Quand de jeunes juristes talentueux se penchent sur l'Ordre des médecins, on est assuré de bénéficier de profondes réflexions. Quelques points soulevés m'interpellent.
Le vieux fantasme de la consultation publique revient au galop. D'ailleurs pourquoi ne pas aller jusqu'au bout du raisonnement et créer un ordre des médecins sans médecins, composé de citoyens tirés au sort (c'est à la mode) qui compenseront leur méconnaissance totale du sujet par leur enthousiasme juvénile , et feront enfin de l'ordre le joyau de la réflexion populaire avec des chambres de discipline exemplaires constituées sur le modèle des tricoteuses de la révolution française? Et si on commençait plutôt par expérimenter ce modèle de transparence en légiférant à propos des barreaux des avocats?
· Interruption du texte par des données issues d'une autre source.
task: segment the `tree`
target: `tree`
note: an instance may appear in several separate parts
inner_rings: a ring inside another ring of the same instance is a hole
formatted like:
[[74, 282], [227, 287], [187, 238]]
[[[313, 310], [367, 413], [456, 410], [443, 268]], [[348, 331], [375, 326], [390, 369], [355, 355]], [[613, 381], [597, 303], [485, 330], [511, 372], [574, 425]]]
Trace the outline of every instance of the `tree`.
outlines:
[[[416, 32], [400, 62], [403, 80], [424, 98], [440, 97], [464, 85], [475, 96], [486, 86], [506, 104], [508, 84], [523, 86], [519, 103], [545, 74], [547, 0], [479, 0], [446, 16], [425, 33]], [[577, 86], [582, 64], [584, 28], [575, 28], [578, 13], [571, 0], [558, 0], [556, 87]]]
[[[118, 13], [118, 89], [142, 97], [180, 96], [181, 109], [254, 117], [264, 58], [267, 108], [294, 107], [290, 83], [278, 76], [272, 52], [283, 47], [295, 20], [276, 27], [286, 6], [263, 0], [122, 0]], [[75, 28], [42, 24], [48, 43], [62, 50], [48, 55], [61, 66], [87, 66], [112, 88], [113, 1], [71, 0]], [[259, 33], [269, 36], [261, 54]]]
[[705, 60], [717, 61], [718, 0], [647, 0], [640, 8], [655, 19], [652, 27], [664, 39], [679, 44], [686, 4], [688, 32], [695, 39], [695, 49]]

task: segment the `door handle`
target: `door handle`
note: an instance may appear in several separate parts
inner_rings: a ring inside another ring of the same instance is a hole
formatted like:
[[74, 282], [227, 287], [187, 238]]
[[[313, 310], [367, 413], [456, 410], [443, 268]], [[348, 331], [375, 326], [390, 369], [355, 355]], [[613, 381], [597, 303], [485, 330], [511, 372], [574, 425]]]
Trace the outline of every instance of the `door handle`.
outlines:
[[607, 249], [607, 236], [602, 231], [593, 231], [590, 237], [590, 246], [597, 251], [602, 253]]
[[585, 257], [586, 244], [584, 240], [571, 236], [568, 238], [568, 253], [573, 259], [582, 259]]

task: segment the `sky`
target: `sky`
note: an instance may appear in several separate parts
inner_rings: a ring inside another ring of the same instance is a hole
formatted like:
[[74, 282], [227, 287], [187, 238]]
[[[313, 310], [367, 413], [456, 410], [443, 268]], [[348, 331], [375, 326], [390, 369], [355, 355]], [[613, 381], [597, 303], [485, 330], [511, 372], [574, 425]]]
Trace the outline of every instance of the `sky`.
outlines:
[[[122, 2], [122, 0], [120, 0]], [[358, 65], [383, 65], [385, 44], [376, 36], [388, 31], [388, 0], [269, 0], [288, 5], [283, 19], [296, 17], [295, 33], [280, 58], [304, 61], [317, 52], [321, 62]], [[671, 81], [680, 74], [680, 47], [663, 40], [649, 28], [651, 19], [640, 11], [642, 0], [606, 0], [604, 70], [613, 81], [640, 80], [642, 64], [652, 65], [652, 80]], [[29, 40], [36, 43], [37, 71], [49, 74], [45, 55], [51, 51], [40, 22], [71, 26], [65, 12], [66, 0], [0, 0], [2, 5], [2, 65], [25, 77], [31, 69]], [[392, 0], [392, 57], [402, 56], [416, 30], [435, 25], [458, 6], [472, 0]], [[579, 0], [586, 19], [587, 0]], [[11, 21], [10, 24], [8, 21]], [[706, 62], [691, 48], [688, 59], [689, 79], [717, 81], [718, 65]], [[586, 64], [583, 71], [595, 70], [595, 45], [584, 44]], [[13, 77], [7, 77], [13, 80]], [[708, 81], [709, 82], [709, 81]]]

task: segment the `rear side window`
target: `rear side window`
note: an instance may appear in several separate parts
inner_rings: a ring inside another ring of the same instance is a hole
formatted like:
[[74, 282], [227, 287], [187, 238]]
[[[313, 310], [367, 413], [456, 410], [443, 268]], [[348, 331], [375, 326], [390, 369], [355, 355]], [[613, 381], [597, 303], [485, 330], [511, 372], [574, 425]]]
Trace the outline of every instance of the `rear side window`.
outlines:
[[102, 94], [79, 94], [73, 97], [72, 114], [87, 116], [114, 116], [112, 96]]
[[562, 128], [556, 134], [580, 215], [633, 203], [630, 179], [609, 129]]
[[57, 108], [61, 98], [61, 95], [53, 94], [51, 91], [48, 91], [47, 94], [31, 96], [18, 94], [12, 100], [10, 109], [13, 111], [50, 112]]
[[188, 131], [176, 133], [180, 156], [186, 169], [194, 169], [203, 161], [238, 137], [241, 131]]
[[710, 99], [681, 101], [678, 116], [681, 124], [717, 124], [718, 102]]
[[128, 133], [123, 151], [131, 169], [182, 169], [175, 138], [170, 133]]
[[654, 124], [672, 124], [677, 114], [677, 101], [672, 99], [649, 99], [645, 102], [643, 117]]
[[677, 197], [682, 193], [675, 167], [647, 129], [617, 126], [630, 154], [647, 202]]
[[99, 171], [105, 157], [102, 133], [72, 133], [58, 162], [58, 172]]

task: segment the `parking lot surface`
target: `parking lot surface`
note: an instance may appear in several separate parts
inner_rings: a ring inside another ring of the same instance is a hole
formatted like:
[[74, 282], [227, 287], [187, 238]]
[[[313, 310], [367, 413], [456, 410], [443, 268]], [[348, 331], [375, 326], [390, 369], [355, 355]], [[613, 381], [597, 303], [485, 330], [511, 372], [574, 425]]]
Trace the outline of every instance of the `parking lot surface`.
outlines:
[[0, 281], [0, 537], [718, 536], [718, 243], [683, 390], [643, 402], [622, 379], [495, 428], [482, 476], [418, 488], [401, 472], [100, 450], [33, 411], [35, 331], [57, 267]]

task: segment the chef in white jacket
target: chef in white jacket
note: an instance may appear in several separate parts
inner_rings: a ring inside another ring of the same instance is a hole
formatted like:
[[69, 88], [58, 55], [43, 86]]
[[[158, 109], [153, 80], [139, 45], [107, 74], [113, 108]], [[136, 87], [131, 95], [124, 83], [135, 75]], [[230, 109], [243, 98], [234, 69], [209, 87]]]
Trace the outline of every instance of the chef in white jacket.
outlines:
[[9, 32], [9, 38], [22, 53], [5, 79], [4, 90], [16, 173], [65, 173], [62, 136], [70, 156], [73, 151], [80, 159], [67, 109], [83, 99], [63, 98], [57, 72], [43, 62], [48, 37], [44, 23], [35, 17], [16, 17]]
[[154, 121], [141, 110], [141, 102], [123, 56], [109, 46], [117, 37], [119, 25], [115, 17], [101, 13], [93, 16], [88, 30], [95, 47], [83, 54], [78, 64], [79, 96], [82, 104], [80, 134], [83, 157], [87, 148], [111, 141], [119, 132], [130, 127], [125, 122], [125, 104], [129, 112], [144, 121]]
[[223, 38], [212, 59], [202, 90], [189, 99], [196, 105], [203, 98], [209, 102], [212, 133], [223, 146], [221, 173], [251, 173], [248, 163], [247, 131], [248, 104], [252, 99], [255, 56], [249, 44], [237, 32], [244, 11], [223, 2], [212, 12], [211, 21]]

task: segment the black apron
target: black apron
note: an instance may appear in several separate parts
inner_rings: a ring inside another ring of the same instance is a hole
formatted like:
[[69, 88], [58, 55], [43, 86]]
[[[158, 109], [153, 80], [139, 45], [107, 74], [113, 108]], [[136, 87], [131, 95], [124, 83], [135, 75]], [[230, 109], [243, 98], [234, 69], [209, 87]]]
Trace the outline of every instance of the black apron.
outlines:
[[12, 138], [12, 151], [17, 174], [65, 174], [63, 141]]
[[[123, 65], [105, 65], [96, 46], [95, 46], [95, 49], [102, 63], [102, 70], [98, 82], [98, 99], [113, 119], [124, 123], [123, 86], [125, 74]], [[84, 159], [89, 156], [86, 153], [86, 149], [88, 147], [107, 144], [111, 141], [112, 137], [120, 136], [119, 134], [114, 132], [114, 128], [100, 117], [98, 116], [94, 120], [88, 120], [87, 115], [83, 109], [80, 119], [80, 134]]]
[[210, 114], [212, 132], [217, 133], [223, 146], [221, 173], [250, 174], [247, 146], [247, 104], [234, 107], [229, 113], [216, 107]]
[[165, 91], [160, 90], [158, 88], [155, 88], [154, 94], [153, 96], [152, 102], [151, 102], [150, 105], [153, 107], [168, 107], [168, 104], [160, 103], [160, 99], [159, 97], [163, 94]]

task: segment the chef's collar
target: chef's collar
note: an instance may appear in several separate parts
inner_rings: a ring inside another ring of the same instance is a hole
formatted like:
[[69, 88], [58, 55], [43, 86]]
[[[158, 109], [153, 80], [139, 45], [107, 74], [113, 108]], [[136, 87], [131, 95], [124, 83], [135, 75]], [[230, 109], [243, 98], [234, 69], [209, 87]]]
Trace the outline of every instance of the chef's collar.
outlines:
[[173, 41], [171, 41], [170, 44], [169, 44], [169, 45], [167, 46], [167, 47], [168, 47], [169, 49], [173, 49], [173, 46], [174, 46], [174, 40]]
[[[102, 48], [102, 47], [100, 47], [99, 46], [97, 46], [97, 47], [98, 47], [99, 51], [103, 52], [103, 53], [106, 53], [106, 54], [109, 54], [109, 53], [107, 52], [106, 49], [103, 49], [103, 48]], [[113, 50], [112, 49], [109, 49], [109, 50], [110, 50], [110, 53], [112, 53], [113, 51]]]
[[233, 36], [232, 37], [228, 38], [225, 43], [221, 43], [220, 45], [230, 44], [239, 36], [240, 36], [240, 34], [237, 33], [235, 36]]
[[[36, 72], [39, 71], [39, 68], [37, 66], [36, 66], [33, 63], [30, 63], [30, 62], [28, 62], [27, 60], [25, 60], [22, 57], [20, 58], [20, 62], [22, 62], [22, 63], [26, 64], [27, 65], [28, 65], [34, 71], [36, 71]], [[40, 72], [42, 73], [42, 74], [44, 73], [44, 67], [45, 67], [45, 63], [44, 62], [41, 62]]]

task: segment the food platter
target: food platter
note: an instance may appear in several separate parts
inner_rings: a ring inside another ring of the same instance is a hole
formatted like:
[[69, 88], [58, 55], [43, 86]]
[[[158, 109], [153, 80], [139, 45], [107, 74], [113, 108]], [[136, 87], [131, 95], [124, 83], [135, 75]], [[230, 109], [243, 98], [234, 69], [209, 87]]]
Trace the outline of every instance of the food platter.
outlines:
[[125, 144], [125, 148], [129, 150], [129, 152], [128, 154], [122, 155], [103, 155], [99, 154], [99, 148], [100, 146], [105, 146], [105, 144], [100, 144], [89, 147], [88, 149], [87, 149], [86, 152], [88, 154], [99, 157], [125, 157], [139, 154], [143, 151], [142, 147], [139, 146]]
Quant à la Grande Bretagne, elle ne connaît pas d'ordre des médecins mais dispose du General Medical Council dont une des activités consiste à pourchasser ceux qui s'écartent des règles du NHS dont tout le monde applaudit la pertinence et l'excellence des résultats mesurables de qualité/sécurité des soins.
Depuis les années 90, des dizaines projets de réforme de l'ordre-ou plutôt des ordres- ont voulu déposséder les médecins de la maîtrise de leur outil déontologique au profit d'un gloubiboulga fort indigeste. Par chance, ils n'ont pas abouti. Il ne fait aucun doute que les gouvernements à venir s'attelleront à leur tour à la réforme: à défaut d'être prioritaire par rapport à la recherche de solutions à la faillite de l'Etat, ce sera plus simple à mettre en oeuvre?